Brendan Walsh 1942-2018

Brendan Walsh 1942-2018

by David Walsh

The Brendan Walsh I knew growing up was always a devout Rock ‘n Roller and a mountaineer. My late father took Brendan and Rory, the eldest two of the five Walsh children, to Scotland in 1959, climbing Ben Nevis and in the Cúilins of Skye, awe-inspiring stuff to the little ears of the rest of us. He saw and almost got the chance to climb the Inaccessible Pinnacle, a moment that switched his lights on.

It never occurred to me that I would be anything other than a solicitor and a mountaineer, so great was my admiration, but I drew the line at his taste in music. His never developed beyond Buddy Holly, where mine started.

Around him at that time, it was somehow a given that mountaineers routinely took dead bodies (and sometimes live ones too) down off mountains. He was a fine rock climber but mountain rescue was his main thing. He became the Irish Mountain Rescue director at age 22, when Beatle-mania was rampant, pre-Mick Kellett. The stories were frightening. It was a time of great expansion in hillwalking nationally, and the incidents came frequently. He never seemed to be offended by the nickname “Bring ‘Em Back Dead Walsh”. I followed him loyally into law and into the hills.

Knowledge of his early climbing exploits is a little sketchy but he was always very exact about having made the fifth on-sight lead of Spillikin, which may mean he was getting at someone? Trafers Route in 1966 put up with “The Doc” on Ben Corr was a big thing.

There was talk of a major new route in Torridon that he didn’t write up and is now a classic, but attributed to others. Calvin and he were apparently at something on the Delta Face in Lough Barra when one or other took a spectacular fall, at a time and in a place where most considered it essential that “the leader does not fall”.

Brendan Walsh at the top of the descent gully at Lough Barra with Anthe Peele. They along with Gareth Jones (who took the photograph) had climbed Risorgimento.

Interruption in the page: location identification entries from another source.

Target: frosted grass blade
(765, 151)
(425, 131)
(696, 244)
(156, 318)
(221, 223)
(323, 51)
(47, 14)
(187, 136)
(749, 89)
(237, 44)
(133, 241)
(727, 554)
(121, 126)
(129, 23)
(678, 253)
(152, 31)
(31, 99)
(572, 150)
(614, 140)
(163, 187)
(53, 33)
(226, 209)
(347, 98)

Circa 1965/66

Brendan was like a Swiss Army pen-knife, but one made by Stanley or Drapier rather than Victorinox, meaning that for sure he was multi-faceted, but yet he was fit for purpose in everything he applied himself to. He didn’t spread himself so thin as to give pass mark answers to things. When he climbed he got the Matterhorn, Mont Blanc and the Vajolet Towers in the Dolomites, but Scotland was his great love. He liked nothing better than to disappear into a wilderness area for a week and emerge a hundred miles away, a stone lighter, and a dozen or more Munros “bagged”.

Brendan Walsh climbing in Glendalough, possibly on the first unavoidable pitch of Forest in the 1960s. Picture: Gareth Jones

In the law he was never afraid of the great challenges, whether it was forcing civil legal aid on a reluctant public purse, or the sanctity of the secret ballot as part of an untraceable and anonymous voting system. His work for the farmers of Ireland is still remembered fondly (by the farmers), and he wasn’t afraid to represent Unionists in struggles with the
law down south. He ended his legal career as Sheriff of the City of Dublin.

In later years his cycling exploits took him all over Ireland, the neighbouring island, and the continent. He founded and ran for 30 years the Bum Bum Cycling Club, and it still goes strong. On the way he was twice published, writing guidebooks to the by-ways of Ireland and of Scotland. When I started cycle touring in the early 1980s I sought advice
widely and several people helped. Brendan too – “never ever have more than two pints at lunchtime” ! It says it all.

*Brendan Walsh was a member of the IMC from 1963 to 2018, and an active member from 1963 to 1990.